高橋久美子(作家・作詞家)× 平本正宏 対談 言葉と音楽が触れられるもの


高橋久美子(作家・作詞家)×平本正宏 対談

収録日:2012年2月4日

収録地:隅田川

対談場所: くぐつ草

撮影:moco

<誰にもはきだせない気持ち>

平本 高橋さんとはじめて会ったのは、画家の白井ゆみ枝さんとふたりで徳島で開催した「ヒトノユメ」展を見に行った時でした。徳島市と連携して、徳島市内の倉庫と商店街の店舗を借りて、詩と絵を建築物にしてしまうインスタレーションに展開した大がかりなものでしたね。阿波踊りの浴衣もデザインされて、高橋さん自身も踊っていた。

そこで僕は高橋さんの詩を見た時に、この言葉に出会えてほんとによかったと思ったんです。好きな人や家族や日々の出来事などいろいろなテーマが詩となっていて、僕の中にも渦巻いていたような心の中で言いたくてもどう外に出せばいいか分からなかった言葉たちを、高橋さんが引き出してくれたという感じでしょうか。僕の人生を高橋さんは見ていないわけだけど、それにもかかわらず僕の人生に起きた数々のことを言葉にしてくれている感じ。だから高橋さんの言葉に接することは、単純に言葉に接するだけでなく僕が生きて過ごしてきた時間にも接している気がしたんです。

あの会場の中に誰もいなかったらきっと涙を流していたかもしれない。まずどうしてこういう言葉が出てくるのかが知りたかったんです。

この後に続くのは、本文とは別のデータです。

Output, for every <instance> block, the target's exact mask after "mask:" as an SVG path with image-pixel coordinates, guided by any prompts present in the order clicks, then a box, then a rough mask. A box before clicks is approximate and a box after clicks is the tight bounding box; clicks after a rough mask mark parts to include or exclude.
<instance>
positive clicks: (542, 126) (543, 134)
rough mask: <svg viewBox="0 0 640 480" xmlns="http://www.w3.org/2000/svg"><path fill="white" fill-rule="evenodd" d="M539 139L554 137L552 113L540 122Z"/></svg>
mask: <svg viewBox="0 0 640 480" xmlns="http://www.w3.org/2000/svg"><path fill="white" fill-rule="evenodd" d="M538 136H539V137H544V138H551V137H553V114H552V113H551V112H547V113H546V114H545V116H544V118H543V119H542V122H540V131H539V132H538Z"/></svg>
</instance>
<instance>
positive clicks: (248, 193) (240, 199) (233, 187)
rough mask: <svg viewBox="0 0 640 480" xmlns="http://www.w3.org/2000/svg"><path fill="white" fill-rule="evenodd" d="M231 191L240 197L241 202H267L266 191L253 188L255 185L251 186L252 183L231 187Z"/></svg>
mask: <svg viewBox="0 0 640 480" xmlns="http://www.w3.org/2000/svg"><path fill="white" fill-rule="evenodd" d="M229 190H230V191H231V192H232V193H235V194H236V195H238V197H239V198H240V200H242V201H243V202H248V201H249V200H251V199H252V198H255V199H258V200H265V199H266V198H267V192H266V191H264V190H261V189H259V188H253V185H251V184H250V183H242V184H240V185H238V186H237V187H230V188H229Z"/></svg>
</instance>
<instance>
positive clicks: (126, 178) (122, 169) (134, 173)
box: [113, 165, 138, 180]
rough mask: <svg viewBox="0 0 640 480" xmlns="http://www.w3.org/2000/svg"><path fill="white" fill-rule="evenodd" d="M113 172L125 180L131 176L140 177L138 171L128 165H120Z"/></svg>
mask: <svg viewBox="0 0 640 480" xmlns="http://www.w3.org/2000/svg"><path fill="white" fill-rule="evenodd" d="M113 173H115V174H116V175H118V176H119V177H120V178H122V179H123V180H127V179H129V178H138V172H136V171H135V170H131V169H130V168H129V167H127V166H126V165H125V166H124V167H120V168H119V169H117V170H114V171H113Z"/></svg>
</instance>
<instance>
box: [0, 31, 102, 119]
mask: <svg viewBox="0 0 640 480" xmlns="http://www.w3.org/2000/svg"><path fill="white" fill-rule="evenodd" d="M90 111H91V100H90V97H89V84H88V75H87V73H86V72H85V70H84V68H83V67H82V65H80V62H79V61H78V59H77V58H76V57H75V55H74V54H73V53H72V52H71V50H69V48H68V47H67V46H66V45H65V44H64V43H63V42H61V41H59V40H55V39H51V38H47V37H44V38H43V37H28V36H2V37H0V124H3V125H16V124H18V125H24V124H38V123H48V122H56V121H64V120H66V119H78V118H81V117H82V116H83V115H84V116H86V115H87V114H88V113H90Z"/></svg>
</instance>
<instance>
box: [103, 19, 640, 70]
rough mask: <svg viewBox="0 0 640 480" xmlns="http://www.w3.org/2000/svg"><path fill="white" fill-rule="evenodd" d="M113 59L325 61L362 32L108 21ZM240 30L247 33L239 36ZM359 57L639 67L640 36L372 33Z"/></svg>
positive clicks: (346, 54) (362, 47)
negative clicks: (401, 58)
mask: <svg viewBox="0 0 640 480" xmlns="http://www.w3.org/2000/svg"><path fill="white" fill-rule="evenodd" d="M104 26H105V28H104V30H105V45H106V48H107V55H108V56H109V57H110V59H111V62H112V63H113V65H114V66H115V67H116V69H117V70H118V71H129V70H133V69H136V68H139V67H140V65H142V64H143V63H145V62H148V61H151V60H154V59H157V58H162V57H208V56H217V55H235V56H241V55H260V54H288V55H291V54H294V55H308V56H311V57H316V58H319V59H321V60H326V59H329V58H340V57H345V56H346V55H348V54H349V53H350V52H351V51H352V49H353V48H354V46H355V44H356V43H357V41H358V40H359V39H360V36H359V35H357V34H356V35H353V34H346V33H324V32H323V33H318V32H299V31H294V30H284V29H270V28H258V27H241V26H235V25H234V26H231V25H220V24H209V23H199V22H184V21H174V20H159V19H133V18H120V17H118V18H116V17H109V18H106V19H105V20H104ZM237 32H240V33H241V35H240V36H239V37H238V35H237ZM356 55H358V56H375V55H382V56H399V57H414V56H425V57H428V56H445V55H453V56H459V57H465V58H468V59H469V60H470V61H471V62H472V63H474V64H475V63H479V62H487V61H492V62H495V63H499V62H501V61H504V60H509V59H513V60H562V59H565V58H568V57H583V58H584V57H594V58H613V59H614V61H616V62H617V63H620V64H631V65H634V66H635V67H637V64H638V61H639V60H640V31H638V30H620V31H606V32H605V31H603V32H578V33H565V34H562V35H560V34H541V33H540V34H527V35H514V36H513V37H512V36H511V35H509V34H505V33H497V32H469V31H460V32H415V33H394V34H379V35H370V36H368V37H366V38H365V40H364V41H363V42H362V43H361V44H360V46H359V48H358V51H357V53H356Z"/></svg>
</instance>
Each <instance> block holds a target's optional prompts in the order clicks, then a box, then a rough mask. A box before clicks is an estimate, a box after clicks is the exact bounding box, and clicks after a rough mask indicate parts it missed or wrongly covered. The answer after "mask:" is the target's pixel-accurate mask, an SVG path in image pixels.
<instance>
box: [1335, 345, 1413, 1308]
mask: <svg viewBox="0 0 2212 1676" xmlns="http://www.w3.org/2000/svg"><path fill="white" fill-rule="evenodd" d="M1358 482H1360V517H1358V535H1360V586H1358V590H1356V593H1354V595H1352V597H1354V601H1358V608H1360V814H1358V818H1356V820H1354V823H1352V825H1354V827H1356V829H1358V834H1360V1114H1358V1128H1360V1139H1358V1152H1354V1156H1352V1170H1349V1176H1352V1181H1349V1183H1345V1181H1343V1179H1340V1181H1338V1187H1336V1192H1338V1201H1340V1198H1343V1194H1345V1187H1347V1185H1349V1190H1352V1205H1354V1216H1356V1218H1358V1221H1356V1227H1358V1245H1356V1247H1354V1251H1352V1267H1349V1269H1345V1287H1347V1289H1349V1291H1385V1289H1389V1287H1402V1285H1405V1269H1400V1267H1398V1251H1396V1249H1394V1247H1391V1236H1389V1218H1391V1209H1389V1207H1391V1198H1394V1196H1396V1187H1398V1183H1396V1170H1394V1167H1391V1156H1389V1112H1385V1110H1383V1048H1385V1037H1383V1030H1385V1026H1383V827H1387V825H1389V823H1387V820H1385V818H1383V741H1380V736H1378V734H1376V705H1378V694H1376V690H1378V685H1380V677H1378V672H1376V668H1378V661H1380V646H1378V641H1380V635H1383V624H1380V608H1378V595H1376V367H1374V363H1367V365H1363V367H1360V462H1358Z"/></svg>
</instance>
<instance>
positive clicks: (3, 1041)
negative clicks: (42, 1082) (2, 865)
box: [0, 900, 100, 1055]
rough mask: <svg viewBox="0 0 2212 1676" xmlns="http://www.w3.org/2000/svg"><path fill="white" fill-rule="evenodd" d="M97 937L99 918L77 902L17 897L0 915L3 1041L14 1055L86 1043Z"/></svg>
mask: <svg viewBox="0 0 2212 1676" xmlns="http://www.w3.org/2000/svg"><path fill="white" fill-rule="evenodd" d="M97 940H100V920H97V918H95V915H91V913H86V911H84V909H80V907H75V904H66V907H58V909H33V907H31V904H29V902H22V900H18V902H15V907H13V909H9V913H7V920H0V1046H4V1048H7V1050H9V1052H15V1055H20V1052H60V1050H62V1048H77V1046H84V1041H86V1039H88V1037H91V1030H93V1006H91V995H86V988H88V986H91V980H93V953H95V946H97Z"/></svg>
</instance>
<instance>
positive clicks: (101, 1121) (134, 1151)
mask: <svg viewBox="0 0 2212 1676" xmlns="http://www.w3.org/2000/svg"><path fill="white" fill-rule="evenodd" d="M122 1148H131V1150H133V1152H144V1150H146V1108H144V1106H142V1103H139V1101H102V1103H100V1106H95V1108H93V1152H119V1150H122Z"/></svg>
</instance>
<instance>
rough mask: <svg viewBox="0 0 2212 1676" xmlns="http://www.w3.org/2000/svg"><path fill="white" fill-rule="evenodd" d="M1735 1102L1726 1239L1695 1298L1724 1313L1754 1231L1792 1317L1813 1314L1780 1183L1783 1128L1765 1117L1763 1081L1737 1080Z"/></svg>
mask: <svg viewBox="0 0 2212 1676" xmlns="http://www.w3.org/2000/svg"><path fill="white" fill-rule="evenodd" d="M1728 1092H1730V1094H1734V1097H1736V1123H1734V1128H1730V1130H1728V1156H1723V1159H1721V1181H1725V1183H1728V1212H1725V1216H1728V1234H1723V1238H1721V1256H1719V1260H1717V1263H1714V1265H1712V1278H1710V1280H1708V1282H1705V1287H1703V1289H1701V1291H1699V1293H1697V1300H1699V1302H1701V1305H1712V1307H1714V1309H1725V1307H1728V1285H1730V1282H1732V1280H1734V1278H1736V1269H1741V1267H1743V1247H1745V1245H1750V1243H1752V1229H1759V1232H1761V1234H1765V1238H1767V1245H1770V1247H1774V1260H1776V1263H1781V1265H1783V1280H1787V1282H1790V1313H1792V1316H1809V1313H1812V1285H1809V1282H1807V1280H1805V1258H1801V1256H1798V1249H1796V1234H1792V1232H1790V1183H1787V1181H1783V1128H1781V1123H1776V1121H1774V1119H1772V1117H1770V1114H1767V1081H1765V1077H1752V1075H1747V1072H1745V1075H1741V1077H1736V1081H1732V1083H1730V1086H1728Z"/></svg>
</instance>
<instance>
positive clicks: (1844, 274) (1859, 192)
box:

高橋 ありがとうございます。それはもともと自分自身があまりしゃべるのが上手くないからだと思うんです。実はシャイなのでしゃべるとおちゃらけものを演じてしまって、周りをわかせる明るい人で通っているんですが、でも自分が思っていることを全部はき出せていたら、きっと書かなくても良かったのだなと思うんです。

平本 高橋さんの中での認識は、言葉に対して感受性がわいても口から出てくる言葉とは違うと言うことですね。創作された詩も口から出る表現とは違っているように思う。

高橋 書いて、ああこういうことだったんだなというのが詩を書く始まりだったんです。私は中学、高校と友達があまりいなかったので。高校ではウルフと呼ばれていたくらい(笑)。

平本 ウルフ?(笑)

高橋 特に高校時代は群れるのが苦手で、クラスの女子ともなんか話も合わずで単独行動をずっとしていたんです。でも今思うと寂しかったんだと思います。上手くしゃべれん、上手くコミュニケーションがとれんけん書く。書くことは日記をつけるのとは違ったんです。それが詩を書く始まり。

平本 それは、一日の出来事をまとめるということではないのですか?

高橋 全然違いますね。

平本 詩を書き始めたあたりは何がきっかけになって一日の詩の発想が出てきたの?

高橋 中学の国語の先生が詩を書いてみましょうという授業をしたんです。

平本 あった、あった。

高橋 書いてみたら詩ってきれいだなあと思って、これをやってみたいと思った。文を書くのが得意だったから、それまでお話や小説的なことを書いたり、感想文を書くのはすごく得意だった。感想文書くのってみんな大嫌いでしょう?

平本 大嫌いでした(笑)。

高橋 そうなんですよね。私は好きだったんですよー。でも、詩を書いてみて、こんなミニマムな形で出来るんだ、長くずらずら書かんでもきれいな形があるんだなと思って。それが詩を書く始まりですね。

私にとって日記というのはずっと誰かに見せる、見られるものだったんですよ。学校の先生に提出しなくてはならなかったから、いつも明るさを演じていた。面白く楽しい日記を毎日書いて、先生が家庭訪問に来た時に、お母さんから「先生から唯一ほめられたのは日記がめちゃくちゃ面白いこと」と言われたり(笑)

詩は部屋にこもって、お母さんにも、先生にも誰にも見せずに書ける自分だけのもの、心の居所だったんだと思います。